27.4.04

We Have Always Been at War With Eurasia

First two grafs of a Salon.com piece on the coming American totalitarian state:

U.S. Supreme Court justices listened skeptically last week as Solicitor General Ted Olson argued that foreign detainees being held in U.S. military facilities in Guantánamo Bay have no right to seek relief from U.S. courts. Wednesday, Olson will be back before the court, this time arguing in two historic cases that the government has the authority to lock up U.S. citizens, too -- without charges, without a lawyer, without a trial, without any rights at all -- simply by declaring them "enemy combatants" in the administration's war on terror.

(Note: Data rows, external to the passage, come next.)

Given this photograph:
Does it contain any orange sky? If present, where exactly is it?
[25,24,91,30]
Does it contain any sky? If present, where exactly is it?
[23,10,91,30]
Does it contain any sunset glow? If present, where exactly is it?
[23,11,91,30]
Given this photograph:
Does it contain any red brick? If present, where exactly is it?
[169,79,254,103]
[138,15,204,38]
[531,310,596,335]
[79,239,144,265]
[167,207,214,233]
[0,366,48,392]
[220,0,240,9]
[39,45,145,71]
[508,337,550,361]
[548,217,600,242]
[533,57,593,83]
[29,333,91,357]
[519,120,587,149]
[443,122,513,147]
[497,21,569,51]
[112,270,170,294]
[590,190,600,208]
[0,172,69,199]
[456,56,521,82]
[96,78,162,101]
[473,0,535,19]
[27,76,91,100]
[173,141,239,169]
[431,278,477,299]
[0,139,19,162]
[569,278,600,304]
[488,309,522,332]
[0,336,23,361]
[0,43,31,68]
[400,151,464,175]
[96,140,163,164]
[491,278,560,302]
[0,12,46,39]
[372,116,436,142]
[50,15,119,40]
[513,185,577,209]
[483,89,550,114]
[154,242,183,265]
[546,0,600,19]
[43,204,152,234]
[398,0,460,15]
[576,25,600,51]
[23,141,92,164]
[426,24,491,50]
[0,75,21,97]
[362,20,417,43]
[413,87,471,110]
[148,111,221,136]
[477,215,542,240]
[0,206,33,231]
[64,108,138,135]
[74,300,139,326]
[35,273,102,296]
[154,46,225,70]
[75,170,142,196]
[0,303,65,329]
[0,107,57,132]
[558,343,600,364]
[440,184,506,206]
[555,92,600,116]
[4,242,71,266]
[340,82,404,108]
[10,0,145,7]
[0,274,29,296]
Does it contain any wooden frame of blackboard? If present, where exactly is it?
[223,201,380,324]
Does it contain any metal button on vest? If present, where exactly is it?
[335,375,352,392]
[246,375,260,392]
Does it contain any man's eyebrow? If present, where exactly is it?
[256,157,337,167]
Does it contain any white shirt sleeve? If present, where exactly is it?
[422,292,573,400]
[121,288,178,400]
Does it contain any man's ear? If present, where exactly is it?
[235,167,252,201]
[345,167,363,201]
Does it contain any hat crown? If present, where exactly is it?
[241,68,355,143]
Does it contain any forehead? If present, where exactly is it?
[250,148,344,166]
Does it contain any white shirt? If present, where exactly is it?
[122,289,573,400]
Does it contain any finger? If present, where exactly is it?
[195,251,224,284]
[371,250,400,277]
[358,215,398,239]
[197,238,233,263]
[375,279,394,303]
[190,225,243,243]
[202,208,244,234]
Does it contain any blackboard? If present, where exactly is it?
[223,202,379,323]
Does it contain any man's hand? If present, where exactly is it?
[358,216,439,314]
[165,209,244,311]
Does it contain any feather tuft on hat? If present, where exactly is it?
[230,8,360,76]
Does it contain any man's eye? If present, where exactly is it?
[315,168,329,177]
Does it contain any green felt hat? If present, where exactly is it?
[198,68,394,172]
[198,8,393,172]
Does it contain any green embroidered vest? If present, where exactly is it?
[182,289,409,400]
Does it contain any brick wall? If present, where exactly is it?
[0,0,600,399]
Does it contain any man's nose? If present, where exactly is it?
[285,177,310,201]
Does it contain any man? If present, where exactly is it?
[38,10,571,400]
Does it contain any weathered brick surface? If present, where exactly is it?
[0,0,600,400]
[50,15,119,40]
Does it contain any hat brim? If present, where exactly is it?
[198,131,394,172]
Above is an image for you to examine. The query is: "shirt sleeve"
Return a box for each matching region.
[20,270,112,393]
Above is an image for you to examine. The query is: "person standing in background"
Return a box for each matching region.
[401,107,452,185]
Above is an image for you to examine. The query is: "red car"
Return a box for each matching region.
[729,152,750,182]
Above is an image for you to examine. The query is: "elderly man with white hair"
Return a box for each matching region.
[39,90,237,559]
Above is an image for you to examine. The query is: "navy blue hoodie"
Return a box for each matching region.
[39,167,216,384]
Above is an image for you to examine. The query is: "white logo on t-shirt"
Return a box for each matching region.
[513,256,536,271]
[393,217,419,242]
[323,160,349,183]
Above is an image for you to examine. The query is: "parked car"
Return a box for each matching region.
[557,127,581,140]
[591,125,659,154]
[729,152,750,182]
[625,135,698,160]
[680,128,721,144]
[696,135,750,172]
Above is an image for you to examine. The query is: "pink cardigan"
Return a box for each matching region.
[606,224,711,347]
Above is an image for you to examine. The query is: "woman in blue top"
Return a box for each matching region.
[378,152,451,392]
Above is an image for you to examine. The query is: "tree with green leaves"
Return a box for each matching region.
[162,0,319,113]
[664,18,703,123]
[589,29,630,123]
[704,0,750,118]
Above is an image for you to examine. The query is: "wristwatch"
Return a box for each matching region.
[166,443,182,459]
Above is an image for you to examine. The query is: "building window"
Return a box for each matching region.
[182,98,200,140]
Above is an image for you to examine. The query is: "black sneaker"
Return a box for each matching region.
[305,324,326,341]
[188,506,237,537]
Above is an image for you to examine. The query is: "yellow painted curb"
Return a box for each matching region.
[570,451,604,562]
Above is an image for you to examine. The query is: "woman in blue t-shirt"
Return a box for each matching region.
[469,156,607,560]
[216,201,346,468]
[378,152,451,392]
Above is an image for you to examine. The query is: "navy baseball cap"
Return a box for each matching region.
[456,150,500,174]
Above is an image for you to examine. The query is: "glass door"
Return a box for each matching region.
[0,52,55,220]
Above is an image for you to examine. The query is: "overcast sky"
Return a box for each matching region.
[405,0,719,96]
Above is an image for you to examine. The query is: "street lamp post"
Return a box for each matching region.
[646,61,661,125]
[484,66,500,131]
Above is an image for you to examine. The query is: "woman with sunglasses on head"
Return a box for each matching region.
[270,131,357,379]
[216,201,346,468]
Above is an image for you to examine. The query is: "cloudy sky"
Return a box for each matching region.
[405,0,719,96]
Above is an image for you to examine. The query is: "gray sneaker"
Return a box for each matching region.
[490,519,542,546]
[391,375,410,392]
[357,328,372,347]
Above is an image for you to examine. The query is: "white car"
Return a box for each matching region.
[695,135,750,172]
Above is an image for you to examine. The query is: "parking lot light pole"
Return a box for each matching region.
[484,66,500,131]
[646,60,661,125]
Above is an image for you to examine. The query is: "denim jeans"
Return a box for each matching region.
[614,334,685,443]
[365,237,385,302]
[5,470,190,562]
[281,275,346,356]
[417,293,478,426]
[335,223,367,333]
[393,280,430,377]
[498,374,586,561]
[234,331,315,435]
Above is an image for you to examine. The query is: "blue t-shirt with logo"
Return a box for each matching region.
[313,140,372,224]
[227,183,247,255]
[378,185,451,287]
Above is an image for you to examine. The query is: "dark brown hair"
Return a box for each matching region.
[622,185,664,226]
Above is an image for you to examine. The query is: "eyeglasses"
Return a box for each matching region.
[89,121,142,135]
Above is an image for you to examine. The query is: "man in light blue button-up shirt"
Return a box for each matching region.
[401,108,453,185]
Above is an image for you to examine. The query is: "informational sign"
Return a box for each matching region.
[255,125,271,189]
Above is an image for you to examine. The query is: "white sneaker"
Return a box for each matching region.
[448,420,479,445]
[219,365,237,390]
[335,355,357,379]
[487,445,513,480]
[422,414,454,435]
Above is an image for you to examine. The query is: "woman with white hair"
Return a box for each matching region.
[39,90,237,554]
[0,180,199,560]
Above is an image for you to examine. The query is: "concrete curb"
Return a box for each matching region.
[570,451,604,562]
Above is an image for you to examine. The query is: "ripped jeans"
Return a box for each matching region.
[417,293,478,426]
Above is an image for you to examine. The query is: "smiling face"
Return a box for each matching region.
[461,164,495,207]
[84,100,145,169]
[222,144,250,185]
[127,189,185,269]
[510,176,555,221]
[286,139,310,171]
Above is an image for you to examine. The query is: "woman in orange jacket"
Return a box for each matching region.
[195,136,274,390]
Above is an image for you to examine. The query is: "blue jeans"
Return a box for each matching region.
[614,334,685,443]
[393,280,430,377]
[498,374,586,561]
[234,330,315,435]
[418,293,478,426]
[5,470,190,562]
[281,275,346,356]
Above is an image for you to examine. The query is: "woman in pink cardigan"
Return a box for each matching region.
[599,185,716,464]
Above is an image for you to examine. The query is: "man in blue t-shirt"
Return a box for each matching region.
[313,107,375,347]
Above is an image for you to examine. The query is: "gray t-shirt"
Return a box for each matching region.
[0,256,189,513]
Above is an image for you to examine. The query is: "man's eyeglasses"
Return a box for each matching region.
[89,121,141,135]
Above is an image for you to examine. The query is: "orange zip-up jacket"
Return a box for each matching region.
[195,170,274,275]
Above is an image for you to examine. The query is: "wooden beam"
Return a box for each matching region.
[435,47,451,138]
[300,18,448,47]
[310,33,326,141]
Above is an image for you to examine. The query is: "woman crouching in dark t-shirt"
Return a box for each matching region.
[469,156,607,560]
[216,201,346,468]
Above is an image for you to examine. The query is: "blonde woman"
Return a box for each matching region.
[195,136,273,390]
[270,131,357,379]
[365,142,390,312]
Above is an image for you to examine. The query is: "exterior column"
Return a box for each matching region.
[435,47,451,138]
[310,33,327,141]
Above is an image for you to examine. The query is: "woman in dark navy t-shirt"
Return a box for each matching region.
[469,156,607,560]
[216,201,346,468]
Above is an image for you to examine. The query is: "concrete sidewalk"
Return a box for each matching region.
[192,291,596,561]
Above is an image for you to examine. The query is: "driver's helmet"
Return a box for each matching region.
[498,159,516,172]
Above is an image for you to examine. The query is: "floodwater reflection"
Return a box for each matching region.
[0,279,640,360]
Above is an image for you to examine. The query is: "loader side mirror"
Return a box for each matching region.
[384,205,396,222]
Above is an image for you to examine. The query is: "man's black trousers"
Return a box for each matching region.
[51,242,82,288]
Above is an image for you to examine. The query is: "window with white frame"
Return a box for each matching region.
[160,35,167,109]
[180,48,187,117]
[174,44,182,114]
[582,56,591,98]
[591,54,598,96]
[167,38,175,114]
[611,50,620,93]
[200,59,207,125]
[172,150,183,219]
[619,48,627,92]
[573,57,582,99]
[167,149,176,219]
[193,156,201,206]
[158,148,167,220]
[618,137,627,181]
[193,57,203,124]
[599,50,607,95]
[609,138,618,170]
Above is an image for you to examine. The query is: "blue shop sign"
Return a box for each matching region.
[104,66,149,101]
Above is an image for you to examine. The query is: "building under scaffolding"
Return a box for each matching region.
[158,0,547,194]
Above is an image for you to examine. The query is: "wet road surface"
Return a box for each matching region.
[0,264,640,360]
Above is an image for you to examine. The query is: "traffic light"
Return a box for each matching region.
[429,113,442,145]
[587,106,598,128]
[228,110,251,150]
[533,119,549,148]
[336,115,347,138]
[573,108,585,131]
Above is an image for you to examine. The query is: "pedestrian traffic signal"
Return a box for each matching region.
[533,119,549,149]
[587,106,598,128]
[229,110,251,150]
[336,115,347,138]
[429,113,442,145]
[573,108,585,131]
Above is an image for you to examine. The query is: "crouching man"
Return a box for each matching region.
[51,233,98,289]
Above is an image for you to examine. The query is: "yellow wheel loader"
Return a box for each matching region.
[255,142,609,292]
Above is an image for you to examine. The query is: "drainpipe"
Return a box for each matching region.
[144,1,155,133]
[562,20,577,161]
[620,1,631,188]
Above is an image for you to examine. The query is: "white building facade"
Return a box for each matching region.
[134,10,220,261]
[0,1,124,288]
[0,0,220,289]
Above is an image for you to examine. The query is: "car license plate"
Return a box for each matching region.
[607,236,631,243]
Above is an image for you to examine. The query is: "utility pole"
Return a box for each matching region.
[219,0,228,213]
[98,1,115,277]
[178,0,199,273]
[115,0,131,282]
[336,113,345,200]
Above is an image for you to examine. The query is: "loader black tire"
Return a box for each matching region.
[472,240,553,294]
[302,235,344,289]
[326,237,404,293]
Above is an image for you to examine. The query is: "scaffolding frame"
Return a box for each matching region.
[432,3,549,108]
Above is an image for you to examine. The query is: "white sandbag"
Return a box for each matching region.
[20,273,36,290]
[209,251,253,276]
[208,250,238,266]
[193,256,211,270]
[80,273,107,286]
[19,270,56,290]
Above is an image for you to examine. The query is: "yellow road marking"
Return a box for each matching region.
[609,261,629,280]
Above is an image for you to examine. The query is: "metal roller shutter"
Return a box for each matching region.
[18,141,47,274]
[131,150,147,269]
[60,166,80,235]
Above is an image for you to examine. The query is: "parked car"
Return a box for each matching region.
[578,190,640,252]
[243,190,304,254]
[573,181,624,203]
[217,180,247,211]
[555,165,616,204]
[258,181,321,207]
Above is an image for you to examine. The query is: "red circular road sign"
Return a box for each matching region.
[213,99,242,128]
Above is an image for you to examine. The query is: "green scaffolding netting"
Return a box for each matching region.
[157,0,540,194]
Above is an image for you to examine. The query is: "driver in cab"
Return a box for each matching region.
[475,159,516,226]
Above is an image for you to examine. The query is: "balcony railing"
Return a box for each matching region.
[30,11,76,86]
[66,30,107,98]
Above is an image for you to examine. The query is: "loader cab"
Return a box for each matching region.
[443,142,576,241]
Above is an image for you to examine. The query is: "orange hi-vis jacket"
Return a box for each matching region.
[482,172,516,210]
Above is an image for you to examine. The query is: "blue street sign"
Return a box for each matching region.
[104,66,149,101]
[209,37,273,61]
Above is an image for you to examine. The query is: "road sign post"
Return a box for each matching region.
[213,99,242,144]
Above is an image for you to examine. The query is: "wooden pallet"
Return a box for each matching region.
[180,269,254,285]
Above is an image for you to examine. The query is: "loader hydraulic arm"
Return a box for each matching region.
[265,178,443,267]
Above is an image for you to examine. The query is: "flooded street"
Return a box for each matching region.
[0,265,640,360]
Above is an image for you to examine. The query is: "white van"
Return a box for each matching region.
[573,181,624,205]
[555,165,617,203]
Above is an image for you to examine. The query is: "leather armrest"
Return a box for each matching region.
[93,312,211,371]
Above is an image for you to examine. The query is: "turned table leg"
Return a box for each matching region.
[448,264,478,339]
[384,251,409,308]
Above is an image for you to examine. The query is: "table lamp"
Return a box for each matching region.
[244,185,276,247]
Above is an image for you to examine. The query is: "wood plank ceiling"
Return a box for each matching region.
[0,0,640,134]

Having government agents sweep U.S. citizens off the streets and into prison cells, holding them incommunicado for as long as the government likes -- it sounds like a dark fantasy of life in a totalitarian state, the kind of thing we're supposed to be fighting against in Iraq. But this is no fantasy. In the cases of Jose Padilla and Yaser Hamdi, the Bush administration is advancing a vision of governmental power that is both far-reaching and unprecedented, at least in the United States of America. And it is a vision -- like the one the administration articulated Tuesday during Supreme Court arguments on the secrecy of Vice President Cheney's energy task force -- that leaves sole discretion, sole authority, and almost unfettered power in the hands of the executive branch.


There is no joke here; there is no overstating how bad this is.